Accelerated inference on NVIDIA GPUs

By default, ONNX Runtime runs inference on CPU devices. However, it is possible to place supported operations on an NVIDIA GPU, while leaving any unsupported ones on CPU. In most cases, this allows costly operations to be placed on GPU and significantly accelerate inference.

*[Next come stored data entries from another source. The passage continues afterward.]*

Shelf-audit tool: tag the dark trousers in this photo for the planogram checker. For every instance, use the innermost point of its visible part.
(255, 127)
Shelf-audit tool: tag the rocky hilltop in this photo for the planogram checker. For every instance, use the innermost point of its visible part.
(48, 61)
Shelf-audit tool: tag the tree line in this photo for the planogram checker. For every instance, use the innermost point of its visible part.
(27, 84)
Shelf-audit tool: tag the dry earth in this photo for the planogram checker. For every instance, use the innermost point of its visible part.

This guide will show you how to run inference on two execution providers that ONNX Runtime supports for NVIDIA GPUs:

CUDAExecutionProvider: Generic acceleration on NVIDIA CUDA-enabled GPUs.
TensorrtExecutionProvider: Uses NVIDIA’s TensorRT inference engine and generally provides the best runtime performance.

Due to a limitation of ONNX Runtime, it is not possible to run quantized models on CUDAExecutionProvider and only models with static quantization can be run on TensorrtExecutionProvider.

CUDAExecutionProvider

CUDA installation

Provided the CUDA and cuDNN requirements are satisfied, install the additional dependencies by running

pip install optimum[onnxruntime-gpu]

To avoid conflicts between onnxruntime and onnxruntime-gpu, make sure the package onnxruntime is not installed by running pip uninstall onnxruntime prior to installing Optimum.

Checking the CUDA installation is successful

Before going further, run the following sample code to check whether the install was successful:

>>> from optimum.onnxruntime import ORTModelForSequenceClassification
>>> from transformers import AutoTokenizer

>>> ort_model = ORTModelForSequenceClassification.from_pretrained(
...   "philschmid/tiny-bert-sst2-distilled",
...   export=True,
...   provider="CUDAExecutionProvider",
... )

>>> tokenizer = AutoTokenizer.from_pretrained("philschmid/tiny-bert-sst2-distilled")
>>> inputs = tokenizer("expectations were low, actual enjoyment was high", return_tensors="pt", padding=True)

>>> outputs = ort_model(**inputs)
>>> assert ort_model.providers == ["CUDAExecutionProvider", "CPUExecutionProvider"]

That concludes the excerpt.